Je n’ai pas une grande foi dans cette Europe politique pas plus que dans cette volonté des hommes de « pouvoir » de créer de plus en plus d’instances de gouvernement, à tous les niveaux et le plus éloignés possible de la réalité des vies, pour asseoir leur pouvoir et servir leurs intérêts. J’ai une vision réduite et concentrique de l’humanité et je trouve assez difficile déjà de mener son destin, d’accompagner sa famille, d’entourer ses amis ...pour ambitionner de gérer le destin des autres.

Même à la petite échelle de ma commune je trouve difficile l’exercice de vouloir rendre service et assumer un rôle local sans recherche de son propre intérêt.

Je verrai passer devant le bureau plusieurs centaines de personnes. J’en reconnaîtrai avec bonheur quelques-uns. D’autres que je ne connaissais que de nom me deviendront plus familiers. Et puis il y aura le dépouillement, les scrutateurs qu’on sollicite et qui viennent gentiment aider à cet exercice du dépouillement.

Il y aura aussi les employés de mairie que j’ai appris à connaître et qui me sont devenus familiers. Bref, un petit rituel qui se répète de temps en temps et qui ne me déplaît pas.

Mais derrière tout cela il y a une belle incohérence dans ces élections européennes. L’idée originelle de maintenir ce continent en paix après des années de guerre ne peut susciter que l’adhésion. L’appareil politique et économique compliqué, autoritaire et souvent absurde qu’il est devenu est aujourd’hui difficile à justifier.

Choisir un candidat n’est pas une chose facile. Aucun d’eux n’est enthousiaste. Chacun y va de sa critique et personne ne semble pouvoir maîtriser l’appareil. Difficile de voter pour un organisme dont on se sent esclave et dépendant.

Pourtant c’est bien ce pouvoir qui règle en grande partie notre vie quotidienne et qui nous dicte ce qu’il faut faire dans presque tout les domaines.
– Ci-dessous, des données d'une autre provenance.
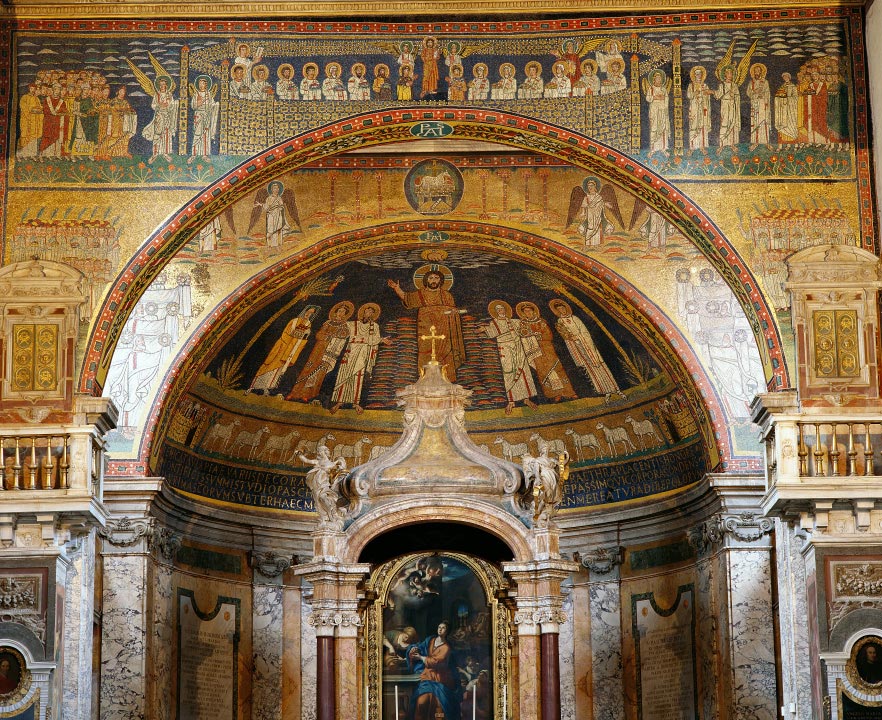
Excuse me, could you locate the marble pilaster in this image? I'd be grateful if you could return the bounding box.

Bref un vrai sentiment d’impuissance et le sentiment désagréable de cautionner ce système en y apportant sa voix.

Et cependant reste gravé en moi ce sentiment que cette infime voix est un peu plus utile en s’exprimant qu’en restant muette.

Alors voter pour qui ? Ceux qui veulent détruire le système ? Ceux qui semblent les plus habiles ? Ceux qui veulent profiter de l’occasion pour utiliser une tribune et s’exprimer sur un sujet particulier ?

Ou alors faire profiter de sa voix, celui qui semble le plus honnête et dont les idées semblent les plus proches des miennes ? Mais un seul homme peut-il insuffler une volonté nouvelle dans tout un appareil ?

Mon Dieu que tout cela est difficile ! Pour l’instant je vais aller au jardin, arroser et planter, réfléchir aussi à tout cela. Mais j’avoue que l’image des miens, de mes amis, leurs préoccupations quotidiennes, voire mes inquiétudes de politique municipale prennent bien plus de place dans mon cœur et dans ma tête en ce moment que ces considérations de politique européenne tellement lointaines.

Après il reste Saint Benoît. C’est un des saints patrons de l’Europe (avec Cyrille et Méthode je crois). Il se trouve que j’aime bien ce grand homme et ses sages visions d’organisation si paternelles et affectueuses. Alors je crois que je lui demanderai de guider mon choix.

Je viens de réaliser que j’ai écrit un billet un peu sentencieux et « casse-pieds ». Je t’en demande pardon ami lecteur. Passe quand même une bonne journée.

Je te promets d’être plus léger à l’avenir.